March 23rd, 2006, 08:44 AM
|
|
Registered User
|
|
Join Date: Jan 2006
Posts: 6
Time spent in forums: 51 m 38 sec
Reputation Power: 0
|
|
|
Filtering search spider "clicks"
I posted a question over in the PHP forum because that's the language our ad management software is written in, but then when I saw this forum I thought it would probabably be more appropriate for this forum. My apologies. Mods - if this is a violation, then you can delete the topic from the other forum.
The advertising management software we're using on our site does not filter out "clicks" incurred when search spiders follow the ad links. I'm trying to figure out the best way to do that. I have some ideas, but it doesn't seem like any of them are a complete solution.

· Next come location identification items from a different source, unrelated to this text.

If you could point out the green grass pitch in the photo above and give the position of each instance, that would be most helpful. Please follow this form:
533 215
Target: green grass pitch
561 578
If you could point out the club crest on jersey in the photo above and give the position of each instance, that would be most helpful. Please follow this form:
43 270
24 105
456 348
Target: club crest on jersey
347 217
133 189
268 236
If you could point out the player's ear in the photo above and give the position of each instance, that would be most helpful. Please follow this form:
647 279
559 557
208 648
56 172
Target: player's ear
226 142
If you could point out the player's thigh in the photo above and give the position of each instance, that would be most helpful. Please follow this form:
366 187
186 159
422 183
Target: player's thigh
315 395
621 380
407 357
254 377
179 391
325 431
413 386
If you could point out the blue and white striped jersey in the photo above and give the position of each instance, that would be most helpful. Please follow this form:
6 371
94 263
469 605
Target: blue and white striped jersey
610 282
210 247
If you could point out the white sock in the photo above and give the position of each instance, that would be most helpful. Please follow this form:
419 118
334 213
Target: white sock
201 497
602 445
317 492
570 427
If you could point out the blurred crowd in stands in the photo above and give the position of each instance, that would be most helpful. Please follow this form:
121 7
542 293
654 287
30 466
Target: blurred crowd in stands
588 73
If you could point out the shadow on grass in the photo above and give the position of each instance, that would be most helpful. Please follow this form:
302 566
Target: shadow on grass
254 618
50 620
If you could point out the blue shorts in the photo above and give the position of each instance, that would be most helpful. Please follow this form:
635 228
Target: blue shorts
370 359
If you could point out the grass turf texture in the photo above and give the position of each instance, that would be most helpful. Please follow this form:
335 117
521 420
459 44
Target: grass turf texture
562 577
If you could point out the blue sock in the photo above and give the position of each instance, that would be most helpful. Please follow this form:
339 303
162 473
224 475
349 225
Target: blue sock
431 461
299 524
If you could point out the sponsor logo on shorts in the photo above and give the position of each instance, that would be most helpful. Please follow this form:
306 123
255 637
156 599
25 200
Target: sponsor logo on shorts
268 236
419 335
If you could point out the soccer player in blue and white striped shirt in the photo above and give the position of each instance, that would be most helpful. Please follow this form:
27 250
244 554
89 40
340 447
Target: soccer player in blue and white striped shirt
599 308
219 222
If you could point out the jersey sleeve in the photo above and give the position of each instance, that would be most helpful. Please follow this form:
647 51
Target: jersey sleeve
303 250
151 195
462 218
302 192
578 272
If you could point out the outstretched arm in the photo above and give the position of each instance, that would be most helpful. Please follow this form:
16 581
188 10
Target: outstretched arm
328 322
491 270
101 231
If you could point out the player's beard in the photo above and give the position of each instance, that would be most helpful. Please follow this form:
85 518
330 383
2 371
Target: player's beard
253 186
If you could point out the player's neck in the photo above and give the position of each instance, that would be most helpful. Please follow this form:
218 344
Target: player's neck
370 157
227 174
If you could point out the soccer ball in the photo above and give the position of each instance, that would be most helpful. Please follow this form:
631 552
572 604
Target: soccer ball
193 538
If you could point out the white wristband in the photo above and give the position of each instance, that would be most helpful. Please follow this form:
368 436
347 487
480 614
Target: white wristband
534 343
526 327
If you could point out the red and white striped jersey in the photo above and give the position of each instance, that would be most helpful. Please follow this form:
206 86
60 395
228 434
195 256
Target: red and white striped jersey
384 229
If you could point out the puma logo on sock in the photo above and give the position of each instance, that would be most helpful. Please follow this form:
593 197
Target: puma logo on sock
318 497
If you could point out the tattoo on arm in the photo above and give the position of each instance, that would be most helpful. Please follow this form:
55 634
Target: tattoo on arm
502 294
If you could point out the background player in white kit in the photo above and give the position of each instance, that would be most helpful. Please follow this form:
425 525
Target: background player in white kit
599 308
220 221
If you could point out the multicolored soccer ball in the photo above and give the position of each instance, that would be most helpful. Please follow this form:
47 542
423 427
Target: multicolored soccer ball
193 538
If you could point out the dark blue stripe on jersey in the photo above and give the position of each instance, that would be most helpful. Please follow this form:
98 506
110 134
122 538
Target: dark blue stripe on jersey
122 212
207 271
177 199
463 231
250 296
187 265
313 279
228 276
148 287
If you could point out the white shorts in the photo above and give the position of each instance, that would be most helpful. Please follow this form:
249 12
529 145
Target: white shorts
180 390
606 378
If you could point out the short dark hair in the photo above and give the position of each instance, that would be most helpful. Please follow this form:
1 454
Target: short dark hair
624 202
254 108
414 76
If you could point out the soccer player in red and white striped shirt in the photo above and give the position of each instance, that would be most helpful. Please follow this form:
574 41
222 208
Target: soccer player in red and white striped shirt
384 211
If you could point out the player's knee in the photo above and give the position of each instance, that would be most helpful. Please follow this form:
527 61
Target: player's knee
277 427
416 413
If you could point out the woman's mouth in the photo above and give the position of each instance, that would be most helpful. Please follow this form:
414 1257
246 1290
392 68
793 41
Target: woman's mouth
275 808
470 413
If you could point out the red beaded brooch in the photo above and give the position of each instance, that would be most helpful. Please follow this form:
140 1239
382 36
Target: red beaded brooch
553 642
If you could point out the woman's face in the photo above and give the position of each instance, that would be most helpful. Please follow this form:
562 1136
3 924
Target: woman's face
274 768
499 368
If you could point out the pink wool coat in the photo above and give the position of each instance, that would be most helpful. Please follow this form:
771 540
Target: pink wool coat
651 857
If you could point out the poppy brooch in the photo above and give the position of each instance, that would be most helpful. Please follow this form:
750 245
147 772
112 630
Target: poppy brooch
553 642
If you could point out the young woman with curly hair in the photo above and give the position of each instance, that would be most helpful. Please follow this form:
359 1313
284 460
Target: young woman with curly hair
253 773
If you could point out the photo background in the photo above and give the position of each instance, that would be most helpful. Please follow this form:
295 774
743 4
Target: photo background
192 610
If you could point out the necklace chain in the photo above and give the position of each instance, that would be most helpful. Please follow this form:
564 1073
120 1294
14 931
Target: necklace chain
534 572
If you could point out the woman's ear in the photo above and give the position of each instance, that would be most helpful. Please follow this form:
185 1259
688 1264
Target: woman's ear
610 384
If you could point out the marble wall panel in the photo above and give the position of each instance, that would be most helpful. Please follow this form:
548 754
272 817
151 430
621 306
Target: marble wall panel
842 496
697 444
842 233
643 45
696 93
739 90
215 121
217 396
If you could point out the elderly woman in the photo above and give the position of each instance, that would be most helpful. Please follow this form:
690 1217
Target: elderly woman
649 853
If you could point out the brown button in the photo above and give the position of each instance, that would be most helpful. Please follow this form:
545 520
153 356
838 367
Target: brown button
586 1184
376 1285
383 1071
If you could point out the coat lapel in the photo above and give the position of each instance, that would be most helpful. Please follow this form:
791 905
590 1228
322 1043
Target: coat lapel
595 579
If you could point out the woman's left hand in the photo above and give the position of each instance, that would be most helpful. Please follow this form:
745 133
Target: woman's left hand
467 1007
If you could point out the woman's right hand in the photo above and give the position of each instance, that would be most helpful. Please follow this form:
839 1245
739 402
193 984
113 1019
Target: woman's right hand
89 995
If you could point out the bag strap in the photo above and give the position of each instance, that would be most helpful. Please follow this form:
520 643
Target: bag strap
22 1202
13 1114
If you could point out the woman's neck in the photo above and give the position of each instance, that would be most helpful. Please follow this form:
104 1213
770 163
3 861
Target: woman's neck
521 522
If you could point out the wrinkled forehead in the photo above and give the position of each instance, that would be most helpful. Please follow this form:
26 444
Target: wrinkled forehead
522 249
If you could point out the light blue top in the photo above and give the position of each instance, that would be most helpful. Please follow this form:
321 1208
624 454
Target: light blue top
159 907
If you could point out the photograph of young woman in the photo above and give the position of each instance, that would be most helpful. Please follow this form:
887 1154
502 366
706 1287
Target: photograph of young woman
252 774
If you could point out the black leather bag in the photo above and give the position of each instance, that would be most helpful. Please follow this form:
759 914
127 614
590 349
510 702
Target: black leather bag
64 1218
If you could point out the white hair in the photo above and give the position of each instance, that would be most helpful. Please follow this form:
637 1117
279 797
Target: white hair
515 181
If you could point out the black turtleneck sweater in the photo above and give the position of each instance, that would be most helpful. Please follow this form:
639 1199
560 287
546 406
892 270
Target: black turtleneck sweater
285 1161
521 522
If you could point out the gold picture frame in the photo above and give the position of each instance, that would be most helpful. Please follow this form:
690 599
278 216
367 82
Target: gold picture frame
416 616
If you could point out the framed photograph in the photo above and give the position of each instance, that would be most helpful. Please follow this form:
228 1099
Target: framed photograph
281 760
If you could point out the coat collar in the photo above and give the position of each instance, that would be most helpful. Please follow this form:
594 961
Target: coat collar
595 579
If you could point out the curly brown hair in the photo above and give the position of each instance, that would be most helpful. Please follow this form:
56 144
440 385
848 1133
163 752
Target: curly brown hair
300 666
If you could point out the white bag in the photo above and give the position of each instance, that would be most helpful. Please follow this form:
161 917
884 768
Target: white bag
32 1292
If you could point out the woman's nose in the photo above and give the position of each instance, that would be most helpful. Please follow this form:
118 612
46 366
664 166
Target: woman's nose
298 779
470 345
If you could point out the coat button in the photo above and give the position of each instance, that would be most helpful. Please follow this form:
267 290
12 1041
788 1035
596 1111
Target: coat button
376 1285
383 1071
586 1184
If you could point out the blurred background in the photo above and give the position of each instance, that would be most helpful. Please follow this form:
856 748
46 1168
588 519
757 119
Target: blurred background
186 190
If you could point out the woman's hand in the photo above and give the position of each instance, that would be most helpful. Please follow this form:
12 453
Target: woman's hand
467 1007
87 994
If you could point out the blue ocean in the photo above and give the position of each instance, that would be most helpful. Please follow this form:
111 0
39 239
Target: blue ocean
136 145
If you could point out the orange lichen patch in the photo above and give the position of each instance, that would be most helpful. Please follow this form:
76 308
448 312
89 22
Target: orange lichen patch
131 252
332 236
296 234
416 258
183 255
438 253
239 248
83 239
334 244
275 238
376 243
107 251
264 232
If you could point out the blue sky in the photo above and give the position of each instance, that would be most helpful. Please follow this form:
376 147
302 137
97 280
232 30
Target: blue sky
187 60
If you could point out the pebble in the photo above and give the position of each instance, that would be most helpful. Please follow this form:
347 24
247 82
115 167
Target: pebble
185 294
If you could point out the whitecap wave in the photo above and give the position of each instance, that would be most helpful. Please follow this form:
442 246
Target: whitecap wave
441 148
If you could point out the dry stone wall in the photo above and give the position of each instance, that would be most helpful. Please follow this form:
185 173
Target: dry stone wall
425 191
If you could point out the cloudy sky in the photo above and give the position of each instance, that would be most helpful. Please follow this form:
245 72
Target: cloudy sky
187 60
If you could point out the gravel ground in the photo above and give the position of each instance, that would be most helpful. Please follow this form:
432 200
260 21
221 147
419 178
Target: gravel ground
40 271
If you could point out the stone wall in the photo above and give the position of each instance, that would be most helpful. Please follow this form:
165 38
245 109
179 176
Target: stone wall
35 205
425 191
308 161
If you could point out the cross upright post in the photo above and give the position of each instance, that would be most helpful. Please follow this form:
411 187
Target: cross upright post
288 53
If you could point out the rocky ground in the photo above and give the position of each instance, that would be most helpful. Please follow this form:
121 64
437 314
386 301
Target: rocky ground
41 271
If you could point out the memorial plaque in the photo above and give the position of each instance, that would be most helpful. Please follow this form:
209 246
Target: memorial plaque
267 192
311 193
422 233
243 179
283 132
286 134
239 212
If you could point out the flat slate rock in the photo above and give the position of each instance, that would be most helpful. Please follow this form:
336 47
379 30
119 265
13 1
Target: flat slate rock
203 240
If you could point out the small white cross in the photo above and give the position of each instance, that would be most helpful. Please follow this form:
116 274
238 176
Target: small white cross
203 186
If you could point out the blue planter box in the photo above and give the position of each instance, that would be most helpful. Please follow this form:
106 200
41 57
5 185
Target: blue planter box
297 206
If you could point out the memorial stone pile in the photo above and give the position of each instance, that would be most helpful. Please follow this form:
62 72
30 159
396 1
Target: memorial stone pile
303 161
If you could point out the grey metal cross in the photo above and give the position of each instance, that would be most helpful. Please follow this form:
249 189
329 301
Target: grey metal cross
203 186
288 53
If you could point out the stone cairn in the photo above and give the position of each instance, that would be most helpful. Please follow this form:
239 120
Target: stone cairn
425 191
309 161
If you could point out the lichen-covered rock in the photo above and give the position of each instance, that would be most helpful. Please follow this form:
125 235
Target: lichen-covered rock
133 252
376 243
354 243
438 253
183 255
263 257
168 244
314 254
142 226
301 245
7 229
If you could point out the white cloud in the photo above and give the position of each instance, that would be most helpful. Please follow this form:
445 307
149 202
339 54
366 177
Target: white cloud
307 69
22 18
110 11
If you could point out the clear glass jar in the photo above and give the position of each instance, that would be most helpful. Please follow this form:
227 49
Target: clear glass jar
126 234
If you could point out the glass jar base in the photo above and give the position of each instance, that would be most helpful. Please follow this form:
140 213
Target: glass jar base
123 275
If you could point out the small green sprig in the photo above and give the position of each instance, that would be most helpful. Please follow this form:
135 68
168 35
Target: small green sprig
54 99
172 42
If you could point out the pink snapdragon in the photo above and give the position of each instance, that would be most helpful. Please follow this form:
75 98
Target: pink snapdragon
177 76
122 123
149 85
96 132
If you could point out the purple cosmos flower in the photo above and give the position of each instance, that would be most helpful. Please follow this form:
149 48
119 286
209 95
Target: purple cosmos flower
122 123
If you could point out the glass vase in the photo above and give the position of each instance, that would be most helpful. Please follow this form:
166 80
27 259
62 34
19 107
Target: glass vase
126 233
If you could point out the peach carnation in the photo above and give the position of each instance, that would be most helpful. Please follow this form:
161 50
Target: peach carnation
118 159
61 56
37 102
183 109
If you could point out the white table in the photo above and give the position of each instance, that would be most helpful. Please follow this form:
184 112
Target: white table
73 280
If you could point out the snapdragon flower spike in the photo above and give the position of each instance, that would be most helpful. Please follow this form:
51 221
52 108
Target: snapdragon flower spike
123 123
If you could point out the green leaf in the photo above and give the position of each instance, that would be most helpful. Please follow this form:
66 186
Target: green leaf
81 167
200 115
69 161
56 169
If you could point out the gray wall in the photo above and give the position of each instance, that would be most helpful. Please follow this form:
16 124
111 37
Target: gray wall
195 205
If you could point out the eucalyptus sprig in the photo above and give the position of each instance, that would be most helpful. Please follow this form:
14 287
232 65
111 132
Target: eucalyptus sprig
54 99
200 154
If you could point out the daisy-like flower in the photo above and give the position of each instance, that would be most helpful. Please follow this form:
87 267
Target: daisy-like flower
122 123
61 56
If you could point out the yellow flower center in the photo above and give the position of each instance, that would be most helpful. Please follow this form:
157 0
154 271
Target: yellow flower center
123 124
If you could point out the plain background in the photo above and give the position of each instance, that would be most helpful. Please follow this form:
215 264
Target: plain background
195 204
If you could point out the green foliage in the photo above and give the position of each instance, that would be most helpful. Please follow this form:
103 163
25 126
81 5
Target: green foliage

1) Use a robots.txt file to tell search spiders not to access the URL of the click processing script. This would probably reduce spider clicks dramatically, but it won't do anything about the spam bots that ignore robots.txt
2) Check the HTTP_REFERRER variable and throw out clicks with no referrer. After some limited observation, I found that while this did eliminate all the spider clicks it also threw out about half the legitimate clicks. I guess some browsers do not send the referrer data.
3) Check the IP address or user-agent against a list of known spiders. The downside of this is that the list has to be constantly updated.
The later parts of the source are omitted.